Наблюдения писателя над социальными процессами, происходящими в России, отражаются в дневниковой записи от 31 июля 1905 г.:
запись 1). Пассивная революция началась в России;
запись 2). Интеллигенция внесла в жизнь народа в сто раз больше зла, чем добра;
запись 3). Революция теперь никак не может повторить того, что было 100 лет назад. Революции 30-х, 48-х годов не удались потому, что у них не было идеалов, и они вдохновлялись остатками большой революции. Теперь те, которые делают русскую революцию, не имеют никаких идеалов, потому что экономические идеалы не являются идеалами;
запись 4). Недоразумение деятелей теперешней русской революции в том, что они хотят учредить для русского народа новую форму правления; русский же народ дожил до сознания того, что ему не нужно никакой;
запись 5). Способность религиозного отношения к жизни (высшая теперь человеческая способность) не может быть передана рассуждением духовным воздействием людям, не имеющим ее. Люди такие (религиозного отношения к жизни. О.К.) только начинают вырабатываться и являются совершенно независимо от образа жизни, материального достатка, образования даже больше среди бедных и необразованных. Количество их постепенно увеличивается, и изменение общественного устройства зависит только от увеличения их числа.
Улучшение общественного устройства, по Толстому, заключается в увеличении количества людей, обладающих религиозным отношением к жизни.
Запись 6). Русская революция должна разрушить существующий порядок, но не насилием, а пассивно, неповиновением (31 июля 1905; 198).
Толстой высказывает убеждение в том, что «изменение (социального устройства. О.К.), сделанное насилием, неизбежно приведет к следующему насилию. Изменение может совершиться только при подъеме общественного сознания. Общественное сознание понижается всякой революцией (2 октября 1906; 263).

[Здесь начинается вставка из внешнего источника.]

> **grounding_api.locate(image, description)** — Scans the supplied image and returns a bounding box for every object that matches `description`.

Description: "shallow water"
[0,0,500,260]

Социальная направленность философских размышлений писателя о судьбе России раскрывается в ситуативно-нравственном контексте: «То, что случилось в России, подобно вот чему: швейцар в игорном доме понял, что его хозяин обирает посетителей, увидал, что деньги из карманов посетителей переходят в карман хозяина. Ему это понравилось, и он решил сделать то же, но самым простым образом: узнав, что у человека есть деньги, он прямо полез к нему в карман, оказалось, что сосед этого человека заступился и отколотил швейцара. И он удивляется, отчего другим это удается, а ему нет (27 августа 1905; 202).

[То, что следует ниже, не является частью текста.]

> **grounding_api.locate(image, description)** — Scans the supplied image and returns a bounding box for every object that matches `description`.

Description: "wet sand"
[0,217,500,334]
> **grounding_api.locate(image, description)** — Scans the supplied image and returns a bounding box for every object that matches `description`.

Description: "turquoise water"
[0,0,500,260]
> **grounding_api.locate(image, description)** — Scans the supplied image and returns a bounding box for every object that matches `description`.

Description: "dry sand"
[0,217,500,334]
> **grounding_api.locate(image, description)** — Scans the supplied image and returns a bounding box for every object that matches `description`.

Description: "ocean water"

Концептуальная параллель категорий «свободыосвобождения» в сопоставлении с антитезой «порабощение» анализируется в социально-нравственном аспекте и обретает у Толстого своеобразную интерпретацию необходимости освобождения человека от корысти. Подати, по мнению Толстого, являются самым могущественным орудием порабощения, и потому освобождение от участия в собирании податей при освобождении от корысти, готовности к бедности, отказе служения богатым могут предоставлять человеку освобождение от порабощения (1 марта 1909; 393).
Концепт демократии управления интерпретируется как социальный закон, заключающийся в представлении демократии управления, которая на определенном этапе эволюции будет доведена до того уровня, когда все люди будут участвовать в управлении, тогда не будет и управления, потому что люди будут каждый управлять собой.
Управление как социальное явление рассматривается Толстым с двух возможных позиций, оцениваемых им негативно: большинство под властью одного или немногих; меньшинство под властью большинства. При условии, когда все управляют всеми управления нет (24 августа 1906; 253).
Несправедливость и насилие исследуются Толстым в контексте «устройства» (государственного. О.К.) жизни. Все люди, отмечает классик отечественной литературы, ни на какое устройство никогда не будут согласны, и заставить их исполнять установленное устройство можно только насилием, право же на насилие не могло помешать и не мешает людям отступать от установленного устройства и совершать насилия друг над другом; в свою очередь, установленное насилием устройство увеличивает теми, кто пользуется насилием, количество людей, насилующих друг друга (2 февраля 1907; 288). Нравственная позиция человека заключается в том, что безнравственность правительства не должна им поддерживаться (30 марта 1905; 183).
Рефлексия над отношениями между русским народом и властью позволяет писателю сделать вывод о том, что русский народ избегает власти, удаляется от нее, он готов предоставить ее скорее дурным людям, чем самому замараться ею, потому что это лучше для русского человека, чем быть вынужденным употребить насилие. Мысль писателя о том, что положение человека под властью тирана гораздо более содействует нравственной жизни, чем положение избирателя, участника власти, приводит его к заключению, что данная особенность составляет основание для деспотизма. Осознание безнравственной власти тирана и нравственной жизни человека под властью тирана, по мнению Толстого, свойственно не только славянам, но всем людям (30 марта 1905; 183). Толстой приходит к выводу, что деспотизм и насилие в большей степени зависят от разъединения людей (24 июля 1904; 143).